Gracias a su pasado como colonia penal, los recursos del Parque
ofrecen con generosidad todo su esplendor, ajenos a las huellas históricas de
la codicia. Cada una de las islas ofrece una diversidad ecológica y marina que
las ha llevado a convertirse en Patrimonio de la Humanidad, acunadas por bosques
de madera tropical y playas de arena blanca.
El exponente de esta vida silvestre es la Isla de Coiba, que
con sus 50 hectáreas ,
representa la mayor extensión del Parque. De su corazón montañoso nacen
diversos cauces de agua dulce que transcurren entre la selva tropical, antes de
confundirse en el océano. El extremo norte de la isla es el más accesible pero
no por ello menos exótico. Multitud de intrépidos buceadores han convertido
esta zona en un lugar poco apto para cardíacos. Bajo las pacíficas aguas del océano
hombre y tiburón, osadía y poder, comparten silencio sobre un manto de
estrellas de mar.
Por su parte, el extremo sur se resguarda con su abrupto oleaje
de curiosas intenciones. Paraíso de surfeadores y especies salvajes, sólo puede
accederse a él gracias a la proximidad de otras islas.
Pero el secreto mejor guardado se encuentra en el lado este,
en la conocida como Bahía de las Damas.

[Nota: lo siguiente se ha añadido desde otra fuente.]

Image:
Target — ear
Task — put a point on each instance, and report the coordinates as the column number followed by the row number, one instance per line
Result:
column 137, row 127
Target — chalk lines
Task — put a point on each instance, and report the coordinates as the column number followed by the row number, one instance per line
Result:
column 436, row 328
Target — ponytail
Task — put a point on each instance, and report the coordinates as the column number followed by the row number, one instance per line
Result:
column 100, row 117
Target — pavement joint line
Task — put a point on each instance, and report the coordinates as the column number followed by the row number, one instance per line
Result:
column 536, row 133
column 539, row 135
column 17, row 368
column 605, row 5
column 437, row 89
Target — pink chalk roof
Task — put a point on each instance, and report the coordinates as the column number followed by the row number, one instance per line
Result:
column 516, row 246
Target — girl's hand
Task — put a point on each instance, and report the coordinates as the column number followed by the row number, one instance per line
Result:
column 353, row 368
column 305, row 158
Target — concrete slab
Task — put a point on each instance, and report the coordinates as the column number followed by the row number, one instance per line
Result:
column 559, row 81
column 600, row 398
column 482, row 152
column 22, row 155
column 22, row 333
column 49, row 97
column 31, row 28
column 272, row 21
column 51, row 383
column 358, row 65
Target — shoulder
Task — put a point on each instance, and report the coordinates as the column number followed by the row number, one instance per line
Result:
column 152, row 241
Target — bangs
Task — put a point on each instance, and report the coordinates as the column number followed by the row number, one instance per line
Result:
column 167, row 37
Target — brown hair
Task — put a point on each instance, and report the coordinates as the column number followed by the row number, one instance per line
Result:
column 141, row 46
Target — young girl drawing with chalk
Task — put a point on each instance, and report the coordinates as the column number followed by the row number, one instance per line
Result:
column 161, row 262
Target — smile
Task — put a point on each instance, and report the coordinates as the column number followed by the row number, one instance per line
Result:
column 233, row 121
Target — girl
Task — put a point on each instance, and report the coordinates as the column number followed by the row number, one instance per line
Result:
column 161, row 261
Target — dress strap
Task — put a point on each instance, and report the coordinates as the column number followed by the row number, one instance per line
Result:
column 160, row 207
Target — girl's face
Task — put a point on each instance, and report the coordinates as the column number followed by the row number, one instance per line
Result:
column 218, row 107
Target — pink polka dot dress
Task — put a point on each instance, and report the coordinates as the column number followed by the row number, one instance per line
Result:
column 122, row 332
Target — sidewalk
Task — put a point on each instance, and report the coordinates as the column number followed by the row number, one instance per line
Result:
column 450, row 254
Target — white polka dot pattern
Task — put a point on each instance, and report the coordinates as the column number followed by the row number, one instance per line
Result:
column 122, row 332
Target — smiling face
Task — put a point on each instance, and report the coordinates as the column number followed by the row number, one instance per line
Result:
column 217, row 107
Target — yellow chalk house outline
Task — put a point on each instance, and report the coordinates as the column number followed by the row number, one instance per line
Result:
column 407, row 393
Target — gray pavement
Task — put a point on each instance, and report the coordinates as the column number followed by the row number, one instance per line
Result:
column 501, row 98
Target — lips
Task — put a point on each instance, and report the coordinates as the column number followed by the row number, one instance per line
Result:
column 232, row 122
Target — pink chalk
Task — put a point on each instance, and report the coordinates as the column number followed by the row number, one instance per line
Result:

Sus aguas protegen uno de los arrecifes
de coral más extenso y desde tierra, pueden avistarse grandes grupos de ballenas
y delfines que merodean la isla empujados por las corrientes y mareas
cambiantes.
Un espectáculo señorial donde las fuerzas de la naturaleza se
entremezclan en un entorno tan poderoso como frágil.